Cioè, esattamente (al netto della brutta resa nella traduzione italiana), si afferma che tutta una serie di provvedimenti relativi alla governance della scuola italiana degli ultimi vent’anni – dall’autonomia scolastica alla rendicontazione delle scuole attraverso valutazione e autovalutazione; dall’accorpamento degli istituti comprensivi alle attività strutturate di formazione degli insegnanti o agli interventi di riforma ordinamentale – non sono indicatori di efficacia scolastica a livello di sistema, mentre invece, a scuola e in classe, l’attenzione ai tempi di apprendimento, l’interesse per il rendimento, il lavoro costante sulla valutazione formativa (che certo non è quella dell’Invalsi!), il focus sulle conoscenze e sulla relazione intersoggettiva con l’alunno, costituiscono elementi positivi estremamente efficaci.
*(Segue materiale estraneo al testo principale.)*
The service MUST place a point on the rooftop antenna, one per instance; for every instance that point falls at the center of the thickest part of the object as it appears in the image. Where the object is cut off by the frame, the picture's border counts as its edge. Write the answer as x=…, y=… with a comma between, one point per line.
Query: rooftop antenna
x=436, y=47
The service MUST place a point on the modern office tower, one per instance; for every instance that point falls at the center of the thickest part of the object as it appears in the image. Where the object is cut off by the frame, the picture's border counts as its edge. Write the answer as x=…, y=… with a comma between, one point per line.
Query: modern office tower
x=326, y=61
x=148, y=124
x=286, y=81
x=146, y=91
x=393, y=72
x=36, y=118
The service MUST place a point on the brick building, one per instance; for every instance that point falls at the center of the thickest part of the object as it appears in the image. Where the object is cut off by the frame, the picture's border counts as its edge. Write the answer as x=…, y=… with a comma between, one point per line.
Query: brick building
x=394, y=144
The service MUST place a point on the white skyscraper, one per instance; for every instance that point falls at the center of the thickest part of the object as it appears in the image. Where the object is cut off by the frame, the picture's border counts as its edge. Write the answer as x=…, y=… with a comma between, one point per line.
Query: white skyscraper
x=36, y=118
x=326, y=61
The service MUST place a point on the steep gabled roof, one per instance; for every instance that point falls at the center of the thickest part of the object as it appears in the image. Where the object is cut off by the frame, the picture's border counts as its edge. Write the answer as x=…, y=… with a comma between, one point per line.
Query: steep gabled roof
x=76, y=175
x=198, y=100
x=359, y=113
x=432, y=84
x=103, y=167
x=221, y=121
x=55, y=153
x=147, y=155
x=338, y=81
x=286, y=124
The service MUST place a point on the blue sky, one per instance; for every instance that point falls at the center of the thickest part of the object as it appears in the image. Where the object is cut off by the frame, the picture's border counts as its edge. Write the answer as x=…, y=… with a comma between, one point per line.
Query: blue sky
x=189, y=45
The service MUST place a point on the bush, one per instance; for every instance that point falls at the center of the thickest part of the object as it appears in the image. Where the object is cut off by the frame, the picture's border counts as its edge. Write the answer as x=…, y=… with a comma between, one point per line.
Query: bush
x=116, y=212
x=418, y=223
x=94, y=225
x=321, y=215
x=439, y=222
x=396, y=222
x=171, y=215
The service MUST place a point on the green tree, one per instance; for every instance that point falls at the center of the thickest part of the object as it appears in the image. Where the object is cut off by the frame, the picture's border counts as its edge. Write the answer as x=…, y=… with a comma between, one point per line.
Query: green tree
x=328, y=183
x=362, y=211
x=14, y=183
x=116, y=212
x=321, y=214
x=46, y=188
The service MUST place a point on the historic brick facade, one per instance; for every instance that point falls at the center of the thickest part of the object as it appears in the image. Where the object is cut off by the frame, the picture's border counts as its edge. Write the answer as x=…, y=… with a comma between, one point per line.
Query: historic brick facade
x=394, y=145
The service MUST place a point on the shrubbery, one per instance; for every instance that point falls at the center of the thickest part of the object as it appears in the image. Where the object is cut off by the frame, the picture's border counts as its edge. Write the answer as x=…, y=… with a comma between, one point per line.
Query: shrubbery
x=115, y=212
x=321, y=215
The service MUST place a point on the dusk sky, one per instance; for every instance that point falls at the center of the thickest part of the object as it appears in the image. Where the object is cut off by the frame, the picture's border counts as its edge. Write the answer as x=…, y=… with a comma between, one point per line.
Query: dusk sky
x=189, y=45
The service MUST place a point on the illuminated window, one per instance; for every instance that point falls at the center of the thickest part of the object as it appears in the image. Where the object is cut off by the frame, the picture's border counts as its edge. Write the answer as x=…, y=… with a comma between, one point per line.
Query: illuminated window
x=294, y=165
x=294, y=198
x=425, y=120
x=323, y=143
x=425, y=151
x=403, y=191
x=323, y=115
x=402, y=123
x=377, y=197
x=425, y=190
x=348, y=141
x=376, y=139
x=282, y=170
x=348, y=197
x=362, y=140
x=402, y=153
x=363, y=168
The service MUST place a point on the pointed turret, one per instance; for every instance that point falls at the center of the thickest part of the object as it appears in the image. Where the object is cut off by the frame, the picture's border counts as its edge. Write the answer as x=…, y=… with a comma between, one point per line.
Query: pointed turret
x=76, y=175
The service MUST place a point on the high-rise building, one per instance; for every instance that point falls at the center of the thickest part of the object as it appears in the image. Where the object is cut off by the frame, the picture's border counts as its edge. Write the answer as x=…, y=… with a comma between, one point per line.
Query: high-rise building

Vorrei urlare. Non è quello che facciamo e che cerchiamo di fare a scuola da sempre? Non è quello che noi insegnanti rivendichiamo nei nostri interventi critici contro la deriva delle politiche di istruzione che, da vent’anni, impongono tutt’altra direzione ai nostri sforzi e al nostro lavoro, producendo effetti devastanti sulla didattica? Certamente. Jaap Scheerens descrive come positivo tutto quello per cui abbiamo sempre lottato e continuiamo a lottare nonostante la coazione esercitata a vari livelli dalla triplice alleanza OCSE-INVALSI-MIUR – guidata dai rapporti Ocse e McKinsey – per trasformare la didattica in un addestramento ai test; per abbracciare la ‘didattica per competenze’ con il suo correlato insopportabile di ‘compiti di realtà’ e ‘valutazioni autentiche’; per abbandonare discipline e interdisciplinarità; per rendere tutti gli studenti, adolescenti e creature piccole, degli odiosi performer, piccoli capitalisti umani, imprenditori di séda gettare in pasto a un mondo trasformato in osceno mercato.

Più forti e consapevoli della giustezza delle nostre posizioni contro la teoria economica dell’istruzione, dopo questa lettura.